Solved – Continuous approximation to binomial distribution

approximationbinomial distributionnormal distribution

Consider an integer variable $k$ that follows a binomial distribution,

$$\binom{N}{k}p^{k}\left(1-p\right)^{N-k}$$

with total draws $N$ and probability of success $p$. I am interested in the fraction of successes, $f = k/N$. The distribution of $f$ can be approximated as a normal distribution with mean $p$ and variance $\sqrt Np(1-p)$. This approximation is good if both $Np$ and $N(1-p)$ are sufficiently large, but it has the problem that there is a finite (though small) probability that $f<0$ or $f>1$, because the normal distribution has infinite support.

Is there an approximation to the distribution of $f$ that has support $f\in[0,1]$? We can assume that $Np$ and $N(1-p)$ are both sufficiently large.

Best Answer

An obvious candidate would be the beta distribution, since this is the conjugate to the binomial distribution and it is on the appropriate support.
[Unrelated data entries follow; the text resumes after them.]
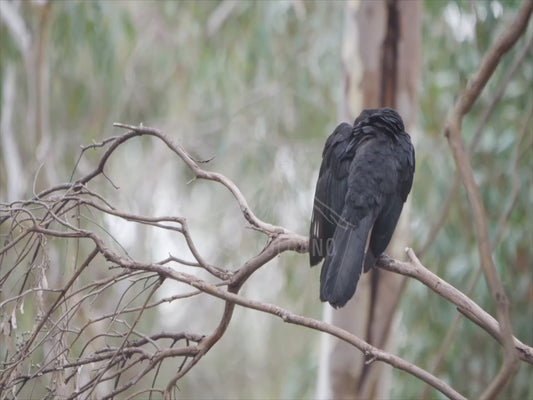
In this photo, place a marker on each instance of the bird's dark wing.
(330, 191)
(368, 180)
(385, 224)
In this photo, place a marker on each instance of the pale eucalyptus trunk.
(381, 63)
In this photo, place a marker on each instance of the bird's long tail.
(344, 261)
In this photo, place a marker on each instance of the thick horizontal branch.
(464, 304)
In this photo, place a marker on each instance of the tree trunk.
(381, 56)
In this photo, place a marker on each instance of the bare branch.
(453, 133)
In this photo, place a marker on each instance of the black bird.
(366, 174)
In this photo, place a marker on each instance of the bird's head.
(380, 117)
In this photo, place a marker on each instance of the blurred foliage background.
(255, 86)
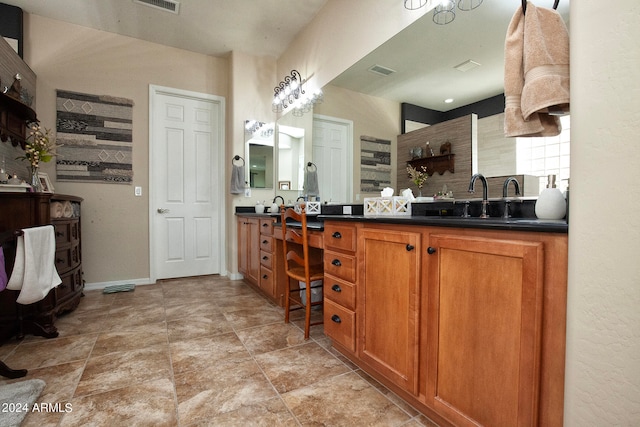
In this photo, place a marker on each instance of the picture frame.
(284, 185)
(45, 182)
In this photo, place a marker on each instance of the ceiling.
(210, 27)
(423, 55)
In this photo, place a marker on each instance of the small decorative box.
(396, 205)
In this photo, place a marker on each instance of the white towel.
(34, 271)
(237, 179)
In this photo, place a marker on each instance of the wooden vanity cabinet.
(249, 248)
(467, 325)
(257, 255)
(339, 288)
(388, 307)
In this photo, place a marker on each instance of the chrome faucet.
(485, 191)
(505, 192)
(505, 187)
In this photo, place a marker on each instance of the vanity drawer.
(340, 291)
(340, 325)
(266, 259)
(341, 237)
(266, 280)
(266, 226)
(340, 265)
(266, 243)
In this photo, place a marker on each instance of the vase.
(35, 180)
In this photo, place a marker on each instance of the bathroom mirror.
(418, 65)
(294, 149)
(259, 151)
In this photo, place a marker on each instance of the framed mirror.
(260, 154)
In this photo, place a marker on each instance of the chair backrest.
(300, 236)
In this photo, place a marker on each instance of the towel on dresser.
(3, 271)
(34, 271)
(536, 73)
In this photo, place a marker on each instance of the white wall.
(603, 330)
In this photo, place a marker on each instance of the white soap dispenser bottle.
(551, 204)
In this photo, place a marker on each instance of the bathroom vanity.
(462, 318)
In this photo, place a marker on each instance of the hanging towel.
(536, 72)
(34, 271)
(311, 182)
(3, 271)
(237, 179)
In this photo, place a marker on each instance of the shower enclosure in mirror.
(260, 152)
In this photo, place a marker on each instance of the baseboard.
(102, 285)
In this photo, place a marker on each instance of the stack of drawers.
(68, 259)
(340, 284)
(267, 259)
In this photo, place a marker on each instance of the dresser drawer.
(340, 265)
(266, 243)
(340, 325)
(67, 258)
(341, 237)
(340, 291)
(266, 226)
(66, 231)
(266, 259)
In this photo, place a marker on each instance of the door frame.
(348, 125)
(218, 170)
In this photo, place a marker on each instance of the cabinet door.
(388, 303)
(484, 329)
(249, 249)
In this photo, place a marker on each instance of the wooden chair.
(298, 267)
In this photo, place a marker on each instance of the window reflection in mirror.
(259, 146)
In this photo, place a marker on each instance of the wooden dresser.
(23, 210)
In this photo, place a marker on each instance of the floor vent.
(383, 71)
(166, 5)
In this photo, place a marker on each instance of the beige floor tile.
(296, 367)
(150, 403)
(222, 387)
(200, 353)
(118, 370)
(343, 400)
(49, 352)
(263, 339)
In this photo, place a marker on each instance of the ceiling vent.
(382, 71)
(467, 65)
(166, 5)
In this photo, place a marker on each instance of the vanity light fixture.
(444, 12)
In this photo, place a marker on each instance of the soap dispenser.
(551, 204)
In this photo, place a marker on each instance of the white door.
(186, 141)
(333, 155)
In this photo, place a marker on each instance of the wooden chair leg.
(287, 300)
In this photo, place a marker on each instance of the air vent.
(166, 5)
(467, 65)
(380, 70)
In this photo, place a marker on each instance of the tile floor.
(203, 351)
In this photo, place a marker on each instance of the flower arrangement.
(418, 177)
(39, 146)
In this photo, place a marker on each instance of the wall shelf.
(440, 164)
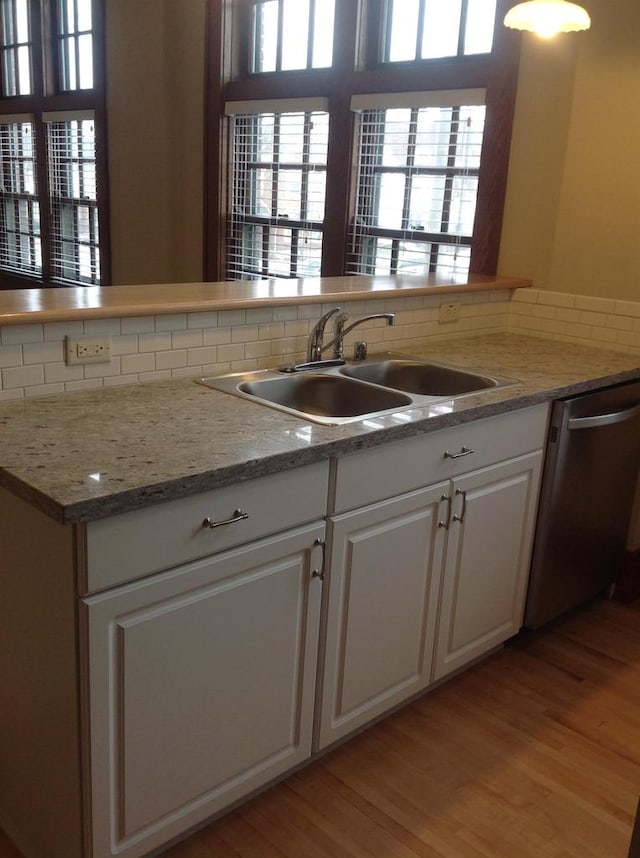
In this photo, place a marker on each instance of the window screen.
(20, 247)
(417, 186)
(277, 194)
(73, 201)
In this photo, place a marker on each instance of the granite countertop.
(86, 455)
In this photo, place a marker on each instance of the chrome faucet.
(338, 341)
(315, 348)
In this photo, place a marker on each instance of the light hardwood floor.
(533, 752)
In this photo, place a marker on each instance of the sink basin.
(414, 376)
(385, 384)
(329, 396)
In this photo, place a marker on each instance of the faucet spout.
(338, 341)
(315, 347)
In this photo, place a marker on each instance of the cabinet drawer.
(150, 539)
(403, 466)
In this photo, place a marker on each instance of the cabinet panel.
(128, 546)
(385, 574)
(202, 688)
(487, 563)
(404, 466)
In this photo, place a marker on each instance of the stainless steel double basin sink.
(381, 384)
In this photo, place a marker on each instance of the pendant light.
(546, 18)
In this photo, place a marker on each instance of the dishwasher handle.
(609, 419)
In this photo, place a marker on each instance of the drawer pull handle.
(319, 573)
(445, 523)
(463, 495)
(237, 516)
(464, 451)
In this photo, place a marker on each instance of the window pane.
(295, 34)
(417, 176)
(278, 191)
(16, 48)
(265, 39)
(403, 21)
(390, 197)
(20, 249)
(427, 202)
(73, 201)
(441, 28)
(480, 23)
(436, 26)
(323, 34)
(396, 137)
(75, 44)
(292, 34)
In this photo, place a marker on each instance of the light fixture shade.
(548, 17)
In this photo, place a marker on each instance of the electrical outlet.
(87, 350)
(449, 312)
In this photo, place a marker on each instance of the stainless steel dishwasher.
(587, 494)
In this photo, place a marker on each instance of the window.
(279, 178)
(417, 185)
(418, 99)
(442, 28)
(51, 155)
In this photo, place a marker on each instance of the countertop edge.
(41, 306)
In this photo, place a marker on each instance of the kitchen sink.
(415, 376)
(381, 385)
(325, 395)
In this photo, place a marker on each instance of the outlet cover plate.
(80, 350)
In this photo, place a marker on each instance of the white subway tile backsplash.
(186, 339)
(202, 320)
(43, 352)
(22, 376)
(171, 359)
(14, 335)
(137, 363)
(138, 325)
(188, 345)
(205, 354)
(102, 327)
(171, 322)
(60, 330)
(156, 342)
(10, 356)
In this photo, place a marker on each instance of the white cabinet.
(487, 560)
(382, 598)
(426, 581)
(201, 682)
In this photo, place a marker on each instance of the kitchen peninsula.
(139, 642)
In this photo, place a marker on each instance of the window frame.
(357, 69)
(48, 98)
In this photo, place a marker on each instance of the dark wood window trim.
(355, 71)
(47, 97)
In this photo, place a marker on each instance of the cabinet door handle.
(319, 573)
(464, 451)
(447, 520)
(463, 495)
(237, 516)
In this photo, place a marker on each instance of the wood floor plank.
(533, 753)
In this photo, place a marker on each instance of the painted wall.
(572, 221)
(155, 98)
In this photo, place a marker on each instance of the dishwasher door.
(587, 494)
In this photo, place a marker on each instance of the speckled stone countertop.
(87, 455)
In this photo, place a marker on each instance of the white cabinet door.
(487, 562)
(382, 600)
(201, 687)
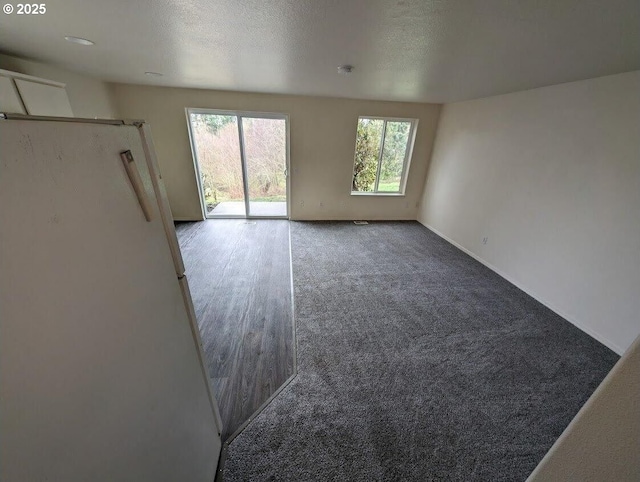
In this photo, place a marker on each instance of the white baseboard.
(598, 336)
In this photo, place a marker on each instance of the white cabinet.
(25, 94)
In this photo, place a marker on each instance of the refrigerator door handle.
(134, 177)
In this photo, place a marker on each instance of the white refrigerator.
(102, 375)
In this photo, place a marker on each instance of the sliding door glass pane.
(393, 154)
(368, 142)
(218, 154)
(265, 148)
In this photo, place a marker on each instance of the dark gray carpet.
(415, 362)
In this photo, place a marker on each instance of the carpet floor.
(415, 363)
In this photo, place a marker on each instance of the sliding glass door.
(241, 161)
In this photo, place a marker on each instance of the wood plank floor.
(239, 272)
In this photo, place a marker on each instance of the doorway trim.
(239, 115)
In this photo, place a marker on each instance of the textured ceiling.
(410, 50)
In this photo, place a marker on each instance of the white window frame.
(408, 155)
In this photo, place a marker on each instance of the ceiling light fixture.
(79, 40)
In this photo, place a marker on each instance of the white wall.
(551, 177)
(89, 97)
(323, 132)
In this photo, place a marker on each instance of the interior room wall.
(89, 97)
(322, 145)
(543, 186)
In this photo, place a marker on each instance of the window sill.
(381, 194)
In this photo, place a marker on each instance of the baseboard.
(602, 339)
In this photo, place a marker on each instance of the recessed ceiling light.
(79, 41)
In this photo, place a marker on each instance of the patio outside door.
(241, 161)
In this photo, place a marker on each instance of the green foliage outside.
(368, 145)
(218, 147)
(367, 151)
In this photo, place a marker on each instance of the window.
(383, 151)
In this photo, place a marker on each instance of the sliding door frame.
(243, 161)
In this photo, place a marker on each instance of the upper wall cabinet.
(24, 94)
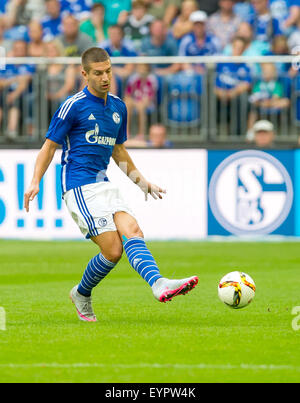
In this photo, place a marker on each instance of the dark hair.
(93, 55)
(240, 38)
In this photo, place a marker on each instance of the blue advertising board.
(251, 192)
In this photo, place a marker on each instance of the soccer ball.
(236, 289)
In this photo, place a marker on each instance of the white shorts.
(93, 207)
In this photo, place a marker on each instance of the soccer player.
(91, 127)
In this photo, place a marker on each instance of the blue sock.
(141, 259)
(96, 270)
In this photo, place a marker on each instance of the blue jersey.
(51, 27)
(88, 131)
(3, 6)
(80, 8)
(265, 27)
(230, 75)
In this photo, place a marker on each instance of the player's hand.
(30, 194)
(154, 190)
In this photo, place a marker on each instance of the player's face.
(99, 77)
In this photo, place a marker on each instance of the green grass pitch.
(194, 338)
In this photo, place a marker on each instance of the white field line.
(254, 367)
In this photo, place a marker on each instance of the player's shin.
(96, 270)
(141, 259)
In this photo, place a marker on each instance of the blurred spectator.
(94, 26)
(137, 25)
(165, 10)
(3, 5)
(268, 95)
(36, 46)
(233, 79)
(52, 21)
(224, 23)
(116, 11)
(253, 47)
(74, 41)
(16, 80)
(157, 138)
(117, 46)
(244, 10)
(4, 43)
(18, 13)
(287, 12)
(264, 25)
(140, 96)
(280, 48)
(61, 78)
(294, 39)
(79, 8)
(199, 42)
(262, 134)
(159, 44)
(182, 24)
(208, 6)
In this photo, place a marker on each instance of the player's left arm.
(125, 163)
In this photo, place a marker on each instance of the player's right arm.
(42, 163)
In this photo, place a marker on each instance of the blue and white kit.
(88, 130)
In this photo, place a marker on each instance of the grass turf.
(194, 338)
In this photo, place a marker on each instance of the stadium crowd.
(53, 28)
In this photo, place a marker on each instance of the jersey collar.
(94, 98)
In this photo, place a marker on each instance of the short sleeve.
(122, 136)
(61, 122)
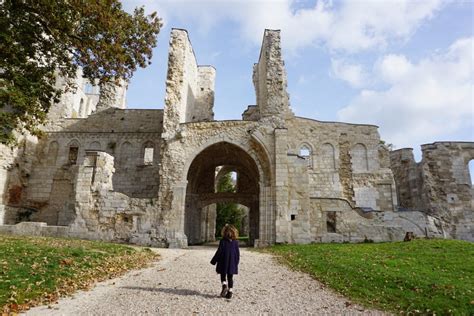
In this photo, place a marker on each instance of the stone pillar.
(269, 78)
(281, 186)
(175, 235)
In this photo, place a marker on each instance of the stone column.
(281, 186)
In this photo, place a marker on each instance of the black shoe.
(224, 290)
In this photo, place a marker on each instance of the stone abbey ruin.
(148, 176)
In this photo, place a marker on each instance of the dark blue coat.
(227, 257)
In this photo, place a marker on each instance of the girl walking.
(227, 258)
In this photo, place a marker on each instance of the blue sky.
(404, 65)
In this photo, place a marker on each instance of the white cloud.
(348, 26)
(425, 100)
(353, 74)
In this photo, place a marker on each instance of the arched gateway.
(201, 191)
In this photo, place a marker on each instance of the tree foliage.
(43, 39)
(228, 213)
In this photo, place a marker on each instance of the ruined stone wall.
(78, 103)
(439, 185)
(178, 154)
(112, 95)
(124, 134)
(269, 78)
(189, 88)
(408, 177)
(344, 162)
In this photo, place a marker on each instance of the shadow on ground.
(182, 292)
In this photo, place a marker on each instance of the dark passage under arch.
(201, 192)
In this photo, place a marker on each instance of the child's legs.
(230, 280)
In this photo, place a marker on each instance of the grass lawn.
(37, 270)
(417, 277)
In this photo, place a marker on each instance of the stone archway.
(200, 192)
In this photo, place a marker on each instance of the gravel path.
(184, 282)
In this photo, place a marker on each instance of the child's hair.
(229, 232)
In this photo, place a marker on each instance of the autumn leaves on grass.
(38, 270)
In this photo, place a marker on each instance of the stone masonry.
(148, 176)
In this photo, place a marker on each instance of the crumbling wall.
(345, 162)
(269, 78)
(439, 185)
(77, 103)
(408, 177)
(112, 95)
(189, 87)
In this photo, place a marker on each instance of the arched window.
(470, 166)
(52, 153)
(82, 109)
(73, 152)
(148, 152)
(359, 158)
(306, 153)
(126, 154)
(328, 160)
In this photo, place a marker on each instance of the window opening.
(73, 152)
(148, 156)
(305, 152)
(331, 222)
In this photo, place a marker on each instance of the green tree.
(228, 213)
(43, 39)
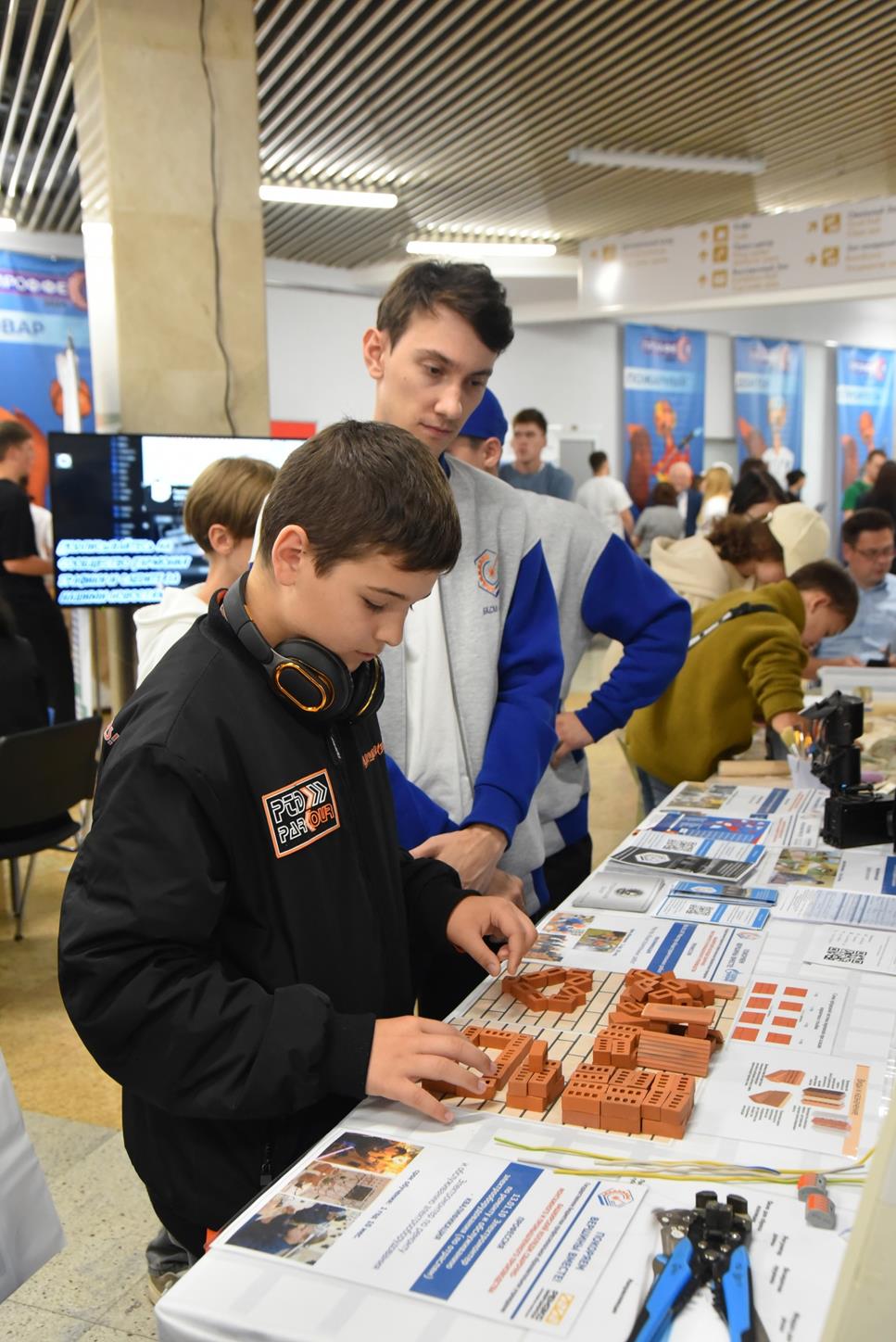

To allow for continuity correction and avoid poor approximation at the edges, it is desirable to approximate each discrete $x = 0, 1, ...., N$ by an equal-sized continuous interval. This means that we approximate the binomial mass function by an integral of the beta density over one of $N+1$ equal-sized intervals on its support:

$$\text{Bin}(x|N,p) \approx \int \limits_{B(x)}^{B(x+1)} \text{Beta}(\theta|\alpha, \beta)d\theta \quad \quad \quad B(x) \equiv \frac{x}{N+1}.$$

The approriate parameters $\alpha$ and $\beta$ can be found using the method-of-moments (MOM), which requires us to solve the following two moment equations:

$$\frac{\alpha}{\alpha+\beta} = p \quad \quad \quad \frac{\alpha \beta}{(\alpha+\beta)(\alpha+\beta+1)} = \frac{p(1-p)}{N+1}.$$

Solving for the required parameters yields the values $\alpha = pN$ and $\beta = (1-p)N$ so our approximation to the binomial is:

$$\text{Bin}(x|N,p) \approx \frac{\Gamma(N)}{\Gamma(pN)\Gamma((1-p)N)} \int \limits_{B(x)}^{B(x+1)} \theta^{pN-1} \theta^{(1-p)N-1} d\theta.$$